Aktuell haben von den 22 Pekinger Banken acht ihre Kreditvergabe an Immobilienentwickler komplett eingestellt, weil sie fürchten, ihr Geld nie wieder zu sehen. Dies passt zur Aussage des Vize-Chefs der chinesischen Akademie für Sozialwissenschaften Li Yang: Er nannte vor kurzem das „Problem von Überangebot und zu hohen Preisen“ im Immobilienbereich „schon sehr auffällig“ und sagte: „Der Finanzsektor trifft bereits Vorbereitungen“.

4. Eigentümer wollen Wohnungen loswerden

Immer mehr Privatpersonen, die ihre Kapital in Immobilien angelegt hatten, beginnen ihre Immobilienvermögen zu verkaufen. Wegen der niedrigen Sparzinsen ist es in China üblich, Wohnungen als Investitions- oder Spekulationsobjekte zu kaufen, weshalb wohlhabende Chinesen oft mehrere Wohnungen besitzen. Sie versuchen ihre Immobilien nun auch abzustoßen, bevor sie an Wert verlieren.
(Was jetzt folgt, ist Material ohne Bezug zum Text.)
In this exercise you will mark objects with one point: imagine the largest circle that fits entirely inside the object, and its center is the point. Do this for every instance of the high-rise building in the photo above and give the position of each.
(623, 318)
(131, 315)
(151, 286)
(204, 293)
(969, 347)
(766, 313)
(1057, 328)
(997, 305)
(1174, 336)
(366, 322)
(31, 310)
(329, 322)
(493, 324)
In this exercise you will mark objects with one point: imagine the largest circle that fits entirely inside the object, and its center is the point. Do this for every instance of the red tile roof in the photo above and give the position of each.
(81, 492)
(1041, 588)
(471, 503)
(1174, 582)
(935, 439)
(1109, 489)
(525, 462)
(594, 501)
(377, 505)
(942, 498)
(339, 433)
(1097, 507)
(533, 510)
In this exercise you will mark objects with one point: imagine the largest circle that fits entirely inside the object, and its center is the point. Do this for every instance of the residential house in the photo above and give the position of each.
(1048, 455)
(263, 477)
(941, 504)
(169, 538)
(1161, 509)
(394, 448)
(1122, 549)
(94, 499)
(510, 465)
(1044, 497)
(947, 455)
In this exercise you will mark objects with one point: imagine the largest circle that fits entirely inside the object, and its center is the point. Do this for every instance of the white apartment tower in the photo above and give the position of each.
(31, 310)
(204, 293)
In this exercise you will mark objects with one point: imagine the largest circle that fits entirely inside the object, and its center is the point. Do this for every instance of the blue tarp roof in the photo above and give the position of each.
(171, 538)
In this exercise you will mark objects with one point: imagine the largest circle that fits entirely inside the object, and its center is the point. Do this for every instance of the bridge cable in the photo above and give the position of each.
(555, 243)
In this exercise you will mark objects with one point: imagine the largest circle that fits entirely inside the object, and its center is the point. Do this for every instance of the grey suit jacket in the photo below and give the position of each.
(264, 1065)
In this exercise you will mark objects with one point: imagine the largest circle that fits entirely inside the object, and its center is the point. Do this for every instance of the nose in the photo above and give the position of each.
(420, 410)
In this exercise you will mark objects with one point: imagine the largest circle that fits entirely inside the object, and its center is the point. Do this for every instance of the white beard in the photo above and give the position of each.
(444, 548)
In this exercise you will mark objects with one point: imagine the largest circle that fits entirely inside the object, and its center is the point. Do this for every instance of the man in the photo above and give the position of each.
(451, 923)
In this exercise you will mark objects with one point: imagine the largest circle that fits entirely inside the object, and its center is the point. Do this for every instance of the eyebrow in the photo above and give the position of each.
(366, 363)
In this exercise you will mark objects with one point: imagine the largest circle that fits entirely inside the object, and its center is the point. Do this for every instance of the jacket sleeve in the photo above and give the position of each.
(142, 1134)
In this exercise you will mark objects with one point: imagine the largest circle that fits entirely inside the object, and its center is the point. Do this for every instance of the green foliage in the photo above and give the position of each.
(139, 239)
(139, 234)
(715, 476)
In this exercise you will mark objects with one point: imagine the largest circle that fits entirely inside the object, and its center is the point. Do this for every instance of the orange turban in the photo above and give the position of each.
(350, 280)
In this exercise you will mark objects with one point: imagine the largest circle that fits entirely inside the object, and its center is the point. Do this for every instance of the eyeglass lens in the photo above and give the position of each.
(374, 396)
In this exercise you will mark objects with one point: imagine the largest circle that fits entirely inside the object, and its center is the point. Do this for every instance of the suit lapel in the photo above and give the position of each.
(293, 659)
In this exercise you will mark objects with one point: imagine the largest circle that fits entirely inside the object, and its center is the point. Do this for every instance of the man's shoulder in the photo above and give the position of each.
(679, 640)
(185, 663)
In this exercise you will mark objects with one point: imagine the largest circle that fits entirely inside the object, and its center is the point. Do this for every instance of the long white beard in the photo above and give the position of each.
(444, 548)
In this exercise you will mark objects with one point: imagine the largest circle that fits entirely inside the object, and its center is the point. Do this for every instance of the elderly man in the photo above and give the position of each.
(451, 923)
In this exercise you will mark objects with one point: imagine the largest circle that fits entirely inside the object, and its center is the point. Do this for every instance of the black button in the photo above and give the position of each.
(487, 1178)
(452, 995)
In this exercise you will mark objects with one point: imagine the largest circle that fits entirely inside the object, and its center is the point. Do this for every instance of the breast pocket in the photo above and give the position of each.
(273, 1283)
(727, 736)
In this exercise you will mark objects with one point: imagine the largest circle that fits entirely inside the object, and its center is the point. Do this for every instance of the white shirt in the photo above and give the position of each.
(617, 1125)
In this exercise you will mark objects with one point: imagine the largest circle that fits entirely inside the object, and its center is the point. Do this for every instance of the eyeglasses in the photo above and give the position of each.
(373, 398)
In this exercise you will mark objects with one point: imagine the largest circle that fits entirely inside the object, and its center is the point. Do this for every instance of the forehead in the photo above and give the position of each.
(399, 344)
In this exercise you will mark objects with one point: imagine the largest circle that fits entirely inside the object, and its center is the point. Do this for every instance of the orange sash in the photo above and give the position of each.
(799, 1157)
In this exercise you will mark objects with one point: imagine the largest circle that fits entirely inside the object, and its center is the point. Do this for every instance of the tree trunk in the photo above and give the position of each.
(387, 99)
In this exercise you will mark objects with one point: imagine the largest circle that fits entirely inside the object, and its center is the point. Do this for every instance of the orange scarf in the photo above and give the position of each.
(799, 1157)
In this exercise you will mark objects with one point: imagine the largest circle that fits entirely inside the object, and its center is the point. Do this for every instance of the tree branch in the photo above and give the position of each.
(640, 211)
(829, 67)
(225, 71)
[–5. Konzerne stoßen Großobjekte ab–]

Auch viele Immobilienmilliardäre und Konzerninhaber haben begonnen, Prestige-Objekte zu verkaufen und ihr Kapital vom Immobilienmarkt abzuziehen. Der Hongkonger Immobilien-Tycoon Li Ka-shing ist dafür das berühmteste Beispiel. Er verkaufte im vergangenen Jahr auf dem Festland China Immobilien im Wert von 41 Milliarden Yuan (rund 5,13 Milliarden Euro) – darunter zwei Wolkenkratzer in Shanghai, ein Pekinger Wohn- und Business-Viertel, sowie die Supermarkt-Kette Parknshop und setzte damit einen Trend. Auch Vanke, Chinas größter Immobilienanbieter, trennte sich von Aktien-Anteilen seiner Filiale in Hangzhou im Wert von 3 Milliarden Yuan (rund 375 Millionen Euro).